Orientamento cognitivo-comportamentale

L’orientamento cognitivo-comportamentale si focalizza sulla complessa relazione tra pensieriemozioni e comportamenti della persona.

Uno dei suoi assunti stabilisce che le credenze sul sé, sugli altri e sul mondo influenzano direttamente la durata e l’intensità delle emozioni. Comprendere quando e perché si sono formate tali credenze – analizzando la storia di vita della persona – e valutarne la loro utilità oggi, è uno degli obiettivi di questo tipo di intervento psicologico.

In aggiunta, vi sono altri processi cognitivi che concorrono a generare sofferenza: uno di questi è l’attenzione. Rimuginare, ad esempio, è una strategia di coping mentale che richiede molte energie e la protratta attenzione focalizzata sugli stessi temi (ad es., preoccuparsi di un esame universitario, di una riunione, dell’ansia che potremmo manifestare sulla metropolitana, etc.). La CBT, più che intervenire sul contenuto del rimuginio, estingue il processo in sé. Riflettere proattivamente è molto diverso che rimuginare.

Per quanto riguarda l’aspetto relazionale, la cornice teorica cognitivo-comportamentale osserva i cicli interpersonali che si instaurano con gli altri. Quando essi diventano disfunzionali, la persona prova sofferenza. Identificarli e operare per trovare cicli più funzionali è l’obiettivo in seduta. Rispetto all’assetto relazionale tra me e la persona, sin dai primi incontri si lavora per costruire di una solida alleanza terapeutica finalizzata a raggiungere nel più breve tempo possibile obiettivi condivisi.

Osservando quanto scritto sopra, quindi, una parte considerevole del lavoro è tesa a sviluppare maggiore consapevolezza del proprio funzionamento, per poi decidere come procedere, scoprendo nuovi e più efficaci modi di pensare e di comportarsi, nell’ottica di incrementare il proprio benessere. Un buon modo di fare questo è divenire progressivamente più flessibili, più compassionevoli con sé stessi e migliorare la propria tolleranza a situazioni o emozioni “difficili”. Per tale motivo, utilizzo spesso tecniche mindfulness-based.

Un altro concetto che mi preme spiegare molto di frequente ai miei pazienti è che in seduta l’obiettivo non è quello di negare le emozioni negative (ad es., tristezza) evitando che si presentino, ma quello di ridurne l’intensità e la durata (ad es., essere tristi è ben diverso che essere depressi), al fine di non rimanere coinvolti in una sorta di loop emotivo sfiancante.

L’aspetto “comportamentale” della CBT, poi, include tecniche specifiche che agiscono sul sintomo (ad es., rilassamento muscolare progressivo di Jacobson) e l’analisi dei costi/benifici delle strategie di fronteggiamento delle situazioni che mettiamo in atto.
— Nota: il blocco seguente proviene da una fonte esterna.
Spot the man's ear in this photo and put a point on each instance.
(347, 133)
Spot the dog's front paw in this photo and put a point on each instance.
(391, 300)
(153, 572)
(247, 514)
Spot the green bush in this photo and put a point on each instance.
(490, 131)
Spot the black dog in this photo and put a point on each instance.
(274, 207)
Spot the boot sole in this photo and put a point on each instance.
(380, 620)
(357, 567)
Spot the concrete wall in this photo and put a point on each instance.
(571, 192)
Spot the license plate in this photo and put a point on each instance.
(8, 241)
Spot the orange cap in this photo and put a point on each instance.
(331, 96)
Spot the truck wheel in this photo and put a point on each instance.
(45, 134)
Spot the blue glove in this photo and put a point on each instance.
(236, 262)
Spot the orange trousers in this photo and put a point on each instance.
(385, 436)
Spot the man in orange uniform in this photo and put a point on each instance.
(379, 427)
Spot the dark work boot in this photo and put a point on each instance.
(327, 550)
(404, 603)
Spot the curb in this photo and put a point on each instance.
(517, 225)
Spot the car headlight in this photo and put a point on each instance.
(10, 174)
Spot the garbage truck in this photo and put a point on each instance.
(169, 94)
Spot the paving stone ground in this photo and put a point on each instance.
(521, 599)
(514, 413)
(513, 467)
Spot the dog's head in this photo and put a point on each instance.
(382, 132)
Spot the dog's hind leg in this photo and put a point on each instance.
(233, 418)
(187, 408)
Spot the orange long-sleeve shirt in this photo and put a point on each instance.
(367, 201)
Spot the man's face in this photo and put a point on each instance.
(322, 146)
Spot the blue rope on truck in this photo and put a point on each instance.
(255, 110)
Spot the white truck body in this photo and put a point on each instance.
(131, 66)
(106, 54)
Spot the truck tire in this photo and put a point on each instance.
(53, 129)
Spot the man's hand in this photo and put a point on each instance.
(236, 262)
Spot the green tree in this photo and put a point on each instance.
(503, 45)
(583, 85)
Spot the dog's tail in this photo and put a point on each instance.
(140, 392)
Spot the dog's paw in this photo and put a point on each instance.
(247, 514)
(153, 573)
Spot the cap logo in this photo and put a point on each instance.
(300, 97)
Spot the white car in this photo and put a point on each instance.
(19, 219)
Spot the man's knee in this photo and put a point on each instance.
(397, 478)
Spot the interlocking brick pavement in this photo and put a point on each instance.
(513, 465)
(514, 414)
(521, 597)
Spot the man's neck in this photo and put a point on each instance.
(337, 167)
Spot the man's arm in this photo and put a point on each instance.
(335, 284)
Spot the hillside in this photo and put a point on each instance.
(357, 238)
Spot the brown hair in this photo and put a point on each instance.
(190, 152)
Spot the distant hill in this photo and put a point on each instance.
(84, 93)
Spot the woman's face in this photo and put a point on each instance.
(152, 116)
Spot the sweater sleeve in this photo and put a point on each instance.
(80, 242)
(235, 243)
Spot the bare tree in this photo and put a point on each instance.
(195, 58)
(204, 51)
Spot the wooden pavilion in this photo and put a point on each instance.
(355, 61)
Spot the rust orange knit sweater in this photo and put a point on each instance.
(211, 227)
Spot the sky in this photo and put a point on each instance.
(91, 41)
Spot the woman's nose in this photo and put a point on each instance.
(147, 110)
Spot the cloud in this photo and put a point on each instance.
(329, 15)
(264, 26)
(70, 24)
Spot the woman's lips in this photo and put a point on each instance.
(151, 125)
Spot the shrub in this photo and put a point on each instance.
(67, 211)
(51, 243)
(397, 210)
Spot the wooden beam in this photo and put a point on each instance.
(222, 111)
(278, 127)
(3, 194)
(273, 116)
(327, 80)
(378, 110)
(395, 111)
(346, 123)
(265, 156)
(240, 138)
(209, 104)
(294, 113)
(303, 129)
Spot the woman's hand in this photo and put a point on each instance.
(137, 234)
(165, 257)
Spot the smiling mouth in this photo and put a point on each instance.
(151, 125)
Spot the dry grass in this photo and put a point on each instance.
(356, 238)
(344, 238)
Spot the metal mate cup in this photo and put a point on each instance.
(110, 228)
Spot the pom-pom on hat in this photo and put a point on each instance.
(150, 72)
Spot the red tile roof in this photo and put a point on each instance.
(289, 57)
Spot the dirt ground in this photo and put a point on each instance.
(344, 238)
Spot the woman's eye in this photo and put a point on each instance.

Mettere a fuoco alcune condotte controproducenti che finiscono per danneggiarci (ad es., abuso di alcolici, procrastinazione, rimuginio, ritiro dalla vita sociale, compulsioni, etc.) è un altro degli obiettivi del percorso di sostegno psicologico. Comprendere che siamo liberi di agire secondo altri e più efficaci piani, è un altro traguardo raggiungibile in seduta.

L’obiettivo ultimo del percorso psicologico che propongo è riuscire a direzionarsi verso i propri valori, i propri scopi, incrementando così il benessere psico-sociale e raggiungere una incondizionata autoaccettazione di sé.

Quanto è efficace?

Questo orientamento si basa su solide basi scientifiche, tecniche di comprovata efficacia e, ad oggi, vanta tra i migliori risultati sul piano clinico per il trattamento della stragrande maggioranza dei disturbi mentali (vedi ad esempio linee guida NICE).

In studio lavoro applicando concetti provenienti dalla Terapia Razionale Emotiva Comportamentale di Albert Ellis (REBT), dalla Terapia Metacognitiva di Adrian Wells (MCT), dall’Acceptance and Commitment Therapy di Steven C. Hayes (ACT), dalla Terapia Metacognitiva Interpersonale (TMI), dalla Dialectical Behavior Therapy (DBT) e dal costruttivismo kelliano.

Le sedute hanno una durata compresa tra i 45 e i 60 minuti.